Dün gece bir yerde bana Atatürk'ün cumhuriyetine ihanet eden (hepimizin tanıdığı) aydınları anlattılar.
Buna "Aydınların ihaneti" diyorlar.
Yüksek yargıçlar, profesörler, bürokratlar, hatta askerler...
Tümü erkekti.
Tümü çıkarları için dillerinden düşürmedikleri Atatürk'ü dahi satmışlardı, üstelik Atatürk düşmanlarına.
Oysa "yıkıcılara" karşı cumhuriyete sahip çıkanların en etkili ve yürekli meydan toplantılarını kadınlar yapmışlardı, unuttunuz mu?

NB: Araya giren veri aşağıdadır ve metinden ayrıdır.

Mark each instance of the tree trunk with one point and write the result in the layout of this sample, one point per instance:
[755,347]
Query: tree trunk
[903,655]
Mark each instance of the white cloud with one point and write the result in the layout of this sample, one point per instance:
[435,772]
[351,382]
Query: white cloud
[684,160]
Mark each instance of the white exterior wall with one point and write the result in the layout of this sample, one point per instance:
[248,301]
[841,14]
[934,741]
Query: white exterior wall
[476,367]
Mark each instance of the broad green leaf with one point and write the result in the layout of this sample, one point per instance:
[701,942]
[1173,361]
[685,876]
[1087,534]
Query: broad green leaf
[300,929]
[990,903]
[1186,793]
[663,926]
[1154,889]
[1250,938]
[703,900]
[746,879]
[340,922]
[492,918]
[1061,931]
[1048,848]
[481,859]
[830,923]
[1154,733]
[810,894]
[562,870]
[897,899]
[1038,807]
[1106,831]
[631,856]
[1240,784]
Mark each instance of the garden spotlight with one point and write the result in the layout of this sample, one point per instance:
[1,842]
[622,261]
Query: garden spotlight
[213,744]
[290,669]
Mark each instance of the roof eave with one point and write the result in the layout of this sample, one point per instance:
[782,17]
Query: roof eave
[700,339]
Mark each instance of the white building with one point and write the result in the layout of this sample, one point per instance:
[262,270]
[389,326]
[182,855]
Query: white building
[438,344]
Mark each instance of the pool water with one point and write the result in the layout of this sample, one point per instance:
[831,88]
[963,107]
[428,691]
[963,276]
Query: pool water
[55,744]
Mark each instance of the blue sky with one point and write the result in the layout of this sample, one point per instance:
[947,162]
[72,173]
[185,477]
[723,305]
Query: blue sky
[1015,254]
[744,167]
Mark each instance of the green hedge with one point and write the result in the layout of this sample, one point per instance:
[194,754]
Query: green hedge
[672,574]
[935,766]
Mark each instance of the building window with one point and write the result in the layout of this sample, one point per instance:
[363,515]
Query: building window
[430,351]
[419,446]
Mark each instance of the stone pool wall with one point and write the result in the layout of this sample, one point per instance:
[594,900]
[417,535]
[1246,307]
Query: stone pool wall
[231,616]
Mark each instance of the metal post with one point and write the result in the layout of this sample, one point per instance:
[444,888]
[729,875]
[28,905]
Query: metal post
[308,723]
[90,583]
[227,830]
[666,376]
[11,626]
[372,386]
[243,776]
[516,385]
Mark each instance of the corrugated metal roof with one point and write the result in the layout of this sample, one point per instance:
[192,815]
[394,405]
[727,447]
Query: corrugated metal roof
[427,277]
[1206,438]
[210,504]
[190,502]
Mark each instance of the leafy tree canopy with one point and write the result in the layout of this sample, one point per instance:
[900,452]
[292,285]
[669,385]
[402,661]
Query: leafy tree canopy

"Bölücülere" karşı da kadınlar en değerli varlıkları, zar-zor yetiştirdikleri çocuklarını veriyorlar, farkında mısınız?
Ya erkekler...
İşte ordalar.
Korkak, sinmiş, dönek...
Ve hatta "ihanet" içinde...
Nedense bekliyorum.
Bir gün bir kadın gelecek.
Teni nasıl, saçı nasıl, kaşı nasıl, gözü nasıl bilemem...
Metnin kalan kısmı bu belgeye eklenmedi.